Luke always wanted to use cryotherapy chambers because top athletes do. Online, the Saints give a public tour of their training facility, complete with a cryo room, and the Director of Sports Medicine, Beau Lowery, at the Ochsner Sports Performance Center, explaining the benefits.

"Everybody's known the benefit of cold therapy, right? The cryo chamber actually, sort of helps speed that up, especially for players who don't like spending 15 minutes in a cold tank, so that way in two or three minutes they can get the same benefit," said Beau Loweryon for the Saints.

Fitness expert Mackie Shilstone is just back from Fort Benning, Ga. He volunteered to train a team of elite Special Forces for the Annual U.S. Army Best Ranger Competition. It's a grueling fight for survival. Many teams even drop out.

"We went through 60 hours, literally no rest, in the best ranger competition. My two guys are the oldest ever to do it and we made a top five finish," Shilstone said.

His team used cryo therapy for recovery, so they could be resilient and come back and compete at peak performance day after day.

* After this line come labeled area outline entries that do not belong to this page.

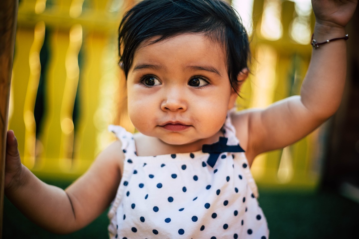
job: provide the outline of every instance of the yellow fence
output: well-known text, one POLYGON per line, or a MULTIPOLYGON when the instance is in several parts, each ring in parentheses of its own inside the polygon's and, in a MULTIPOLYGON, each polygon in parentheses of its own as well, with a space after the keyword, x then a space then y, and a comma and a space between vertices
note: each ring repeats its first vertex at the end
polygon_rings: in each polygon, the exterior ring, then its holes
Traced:
MULTIPOLYGON (((108 124, 134 130, 123 109, 116 42, 121 16, 133 1, 21 1, 9 125, 23 163, 39 176, 74 180, 113 140, 108 124)), ((311 49, 300 38, 293 40, 292 29, 305 30, 307 24, 310 32, 313 17, 299 11, 292 2, 255 0, 253 74, 243 86, 239 109, 299 93, 311 49), (271 35, 271 9, 282 13, 276 17, 279 32, 271 35)), ((252 168, 258 184, 315 188, 318 135, 259 156, 252 168)))

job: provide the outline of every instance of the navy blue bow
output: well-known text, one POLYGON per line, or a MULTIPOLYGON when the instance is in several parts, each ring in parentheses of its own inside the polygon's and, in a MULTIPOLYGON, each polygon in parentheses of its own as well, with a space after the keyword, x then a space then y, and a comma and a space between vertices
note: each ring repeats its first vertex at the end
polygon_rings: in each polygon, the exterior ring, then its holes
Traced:
POLYGON ((244 152, 239 144, 227 145, 228 139, 224 137, 220 137, 219 141, 212 144, 204 144, 202 145, 202 152, 209 153, 209 157, 207 161, 208 165, 213 168, 219 157, 219 154, 223 152, 244 152))

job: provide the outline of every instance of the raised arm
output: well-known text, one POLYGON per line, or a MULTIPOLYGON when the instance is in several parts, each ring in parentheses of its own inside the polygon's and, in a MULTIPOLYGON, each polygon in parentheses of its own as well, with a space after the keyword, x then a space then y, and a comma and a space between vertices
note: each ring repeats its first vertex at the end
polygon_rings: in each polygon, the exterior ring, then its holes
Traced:
MULTIPOLYGON (((312 0, 316 19, 314 39, 322 42, 345 37, 344 27, 356 4, 357 0, 312 0)), ((346 61, 344 40, 321 45, 313 50, 300 96, 280 101, 264 110, 234 116, 238 137, 244 137, 246 143, 250 161, 259 153, 295 142, 334 114, 343 94, 346 61), (243 125, 248 126, 248 131, 243 125)))
POLYGON ((123 162, 121 143, 101 153, 88 170, 65 190, 40 181, 21 164, 14 133, 8 133, 5 195, 35 223, 55 233, 66 234, 85 226, 115 197, 123 162))

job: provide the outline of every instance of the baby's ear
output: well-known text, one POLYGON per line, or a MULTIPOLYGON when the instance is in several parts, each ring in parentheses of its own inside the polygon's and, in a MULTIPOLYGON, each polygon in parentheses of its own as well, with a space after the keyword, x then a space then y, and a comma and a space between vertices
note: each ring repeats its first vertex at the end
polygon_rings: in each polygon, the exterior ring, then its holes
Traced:
POLYGON ((241 86, 242 86, 242 84, 243 83, 243 82, 246 81, 246 79, 248 77, 248 75, 249 74, 249 71, 248 70, 248 68, 244 68, 238 73, 238 76, 237 76, 237 81, 238 81, 238 86, 239 88, 238 89, 238 91, 241 89, 241 86))
POLYGON ((231 95, 229 98, 229 102, 228 102, 228 109, 230 110, 234 107, 237 97, 238 97, 237 93, 239 94, 240 92, 242 84, 246 81, 249 73, 249 71, 248 70, 248 69, 245 68, 238 74, 237 77, 237 80, 238 81, 237 89, 235 90, 234 89, 232 88, 231 90, 231 95))

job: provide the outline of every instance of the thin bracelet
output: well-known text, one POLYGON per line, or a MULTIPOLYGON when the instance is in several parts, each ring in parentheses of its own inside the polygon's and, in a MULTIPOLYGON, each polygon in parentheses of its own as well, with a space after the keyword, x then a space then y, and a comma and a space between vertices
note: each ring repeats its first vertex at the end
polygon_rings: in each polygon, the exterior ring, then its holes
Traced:
POLYGON ((349 39, 349 37, 348 36, 348 34, 346 34, 345 36, 343 37, 338 37, 336 38, 333 38, 332 39, 331 39, 330 40, 327 40, 325 42, 317 42, 314 39, 313 39, 313 37, 314 36, 314 33, 312 35, 312 42, 311 43, 312 45, 312 46, 313 47, 314 49, 317 49, 319 47, 319 46, 321 45, 323 45, 323 44, 325 44, 326 43, 329 43, 330 42, 334 42, 335 40, 340 40, 341 39, 343 39, 346 40, 349 39))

"It helped them do one thing, drive inflammation out of the body," explained Shilstone. "Because inflammation causes swelling and the swelling can stay with you for a period of time."

LSU Health Sciences Center exercise physiologist Dr. Melinda Sothern combed through the cryotherapy studies for us. The data found it reduced pain after rigorous exercise. There is emerging evidence suggesting that whole body cryotherapy may reduce pain and improve physical function for people with osteoarthritis. Two-thirds of people with knee pain said they had significant improvement, so did elderly men with back pain.

"They actually reported better physical wellbeing after doing the cryotherapy and they engaged in more physical activity afterwards. Even those with multiple sclerosis. There was one study showing that if they exercised and they did cryotherapy together, they had better physical wellbeing," Dr. Sothern said.

But one thing we found interesting was this claim:

"I just noticed a general a feeling of well-being and my metabolism is up. Seems like I'm losing weight and I'm not even trying to lose weight," Dr. Morvant said.

Dr. Sothern is also a weight loss expert and says currently there is no direct scientific link to weight loss, but cryotherapy is raising your metabolism. And there is an intriguing chemical change related to making fat more metabolically active brown fat. And she says when inflammation is lowered, your insulin use is improved, causing less fat storage around the belly. Or it may just be in the way you feel.

"It may be promoting physical wellbeing and then that person, because they feel better, because their pain is lower, and their recovery is quicker, they may be exercising more." Dr. Sothern said.

And feeling better is why personal trainer, corporate wellness director and former body builder, Jared Daigre has been working for two years to open "Euphoria." His complete wellness business will open in Metairie this summer and feature the cryotherapy chamber where your complete body including your head is inside.

"Nutrition is very important. Exercise is very important, but now we know recovery is very important as well,” Daigre said. “You just feel really good. You're smiling when you get out ear to ear. You just feel like you could run through that wall take on the world.”

This is why Jackie Pottinger decided to try it for the first time.

"About three years ago I was in an auto accident and a lot of my running and daily routines were taken away. This is far less painful than having an ice pack on," Pottinger said.

Tulane Sports Medicine expert Dr. Greg Stewart wants to see more studies and weighs in this way.

"The bottom line is that if you're otherwise healthy and can afford it, then it's not going to be detrimental. Make sure that you're supervised, that you're doing this with somebody who understands the system, and is there to make sure you do it right,” Dr. Stewart said.

And would Mackie Shilstone use it?

"If I was going to be doing a triathlon, let's say a full Iron Man Triathlon, you bet your sweet shoes I would!" he said.